December 7, 2025 | Osaka Church
One Sabbath, people were listening to Jesus in the synagogue. Among them was a woman who had been bent over for eighteen years and was unable to stand up straight. The Lord placed his hands on her. The woman immediately straightened up and began praising God.
At that moment, the ruler of the synagogue suddenly became angry.
“Today is the Sabbath, and it is forbidden to heal.” He then turned to the people and said, “If you want to be healed, do it on another day.”
Hearing this, Jesus became enraged. “You hypocrites!”
In response to the ruler’s anger, Jesus himself responded with the fiercest anger, “You hypocrites!” He then declared:
Do you think Jesus’ anger was directed at their formalism and authoritarianism? No. It was directed at their cruelty; for instead of rejoicing with her when a human being was freed from long suffering, they responded first with anger at Jesus for breaking the rules.
Jesus’ anger must have quickly turned to deep sorrow, for he saw in the synagogue leader and those who sympathized with him a human illness far worse than that of the woman who had been forced to spend eighteen years bent over. A human being who could no longer love. Right before his eyes, within reach, a human being was healed. The woman, who had only ever watched her own tears fall to the ground, stood up, raised her hands to the sky, and began to praise God in joy. Seeing this, Jesus’ heart—which they assumed only felt indignation at the breaking of rules—was actually filled with sadness and a renewed compassion for humanity.
In fact, the people whom the Lord Jesus Christ healed through his death on the cross and resurrection were not those with physical handicaps—those hunched over from illness, those born blind, or deaf—but rather those of us who are healthy, earnest, and hardworking, yet who are unable to share even basic empathy. We who are unable to take other people’s pain as our own, or their joy as our own, or their sorrow as our own. This incident in which the woman, who had been looking only at the ground, rose again and, with her body now upright, looked up to the sky in thanksgiving represents us. We, who in fact have similarly looked down, who have become interested only in ourselves, have now once again looked up to God. We have restored the people we live with as irreplaceable individuals whom God loves so dearly. This was the salvation of mankind, the “God become man” Christ accomplished; mankind’s “new creation” by God. That is why this healing had to take place on the Sabbath, a day set aside from other days in order to glorify God’s creation.

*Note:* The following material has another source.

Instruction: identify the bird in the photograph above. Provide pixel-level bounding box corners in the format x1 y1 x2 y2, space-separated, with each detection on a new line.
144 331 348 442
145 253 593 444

We were healed to be able to love. Our previous inability to love died in the waters of baptism, which shares in the Lord’s death and resurrection. We then became one with Christ, who is the very embodiment of God’s love, and were resurrected as people capable of loving. You may feel that this sounds like something out of a fairy tale. But please, really please, the next time you feel the urge to raise your voice in anger, why not make the sign of the cross on your heart and hold back? The next time you are insulted and instinctively feel like raising your fist, why not place your hand on the cross on your chest and hold back? I’m sure you will be able to hold back at least once in a while. Don’t think of it as “just one time,” but thank Christ for “that one time” in the joy of having done it. Even if you fail, don’t give up. Why not stand up with King David and ask with a “broken heart” that “the joy of your salvation be restored to me” (Psalm 50/51).
If we die with anger, jealousy, hatred, or contempt in our hearts, then we have lived a failed life, even if we have practiced justice throughout our days and given mountains of money to the poor. And we must never forget, death is always before us.
Christ Jesus, the one who endured, forgave, and loved wholeheartedly, and above all, the one who was resurrected, is always with us.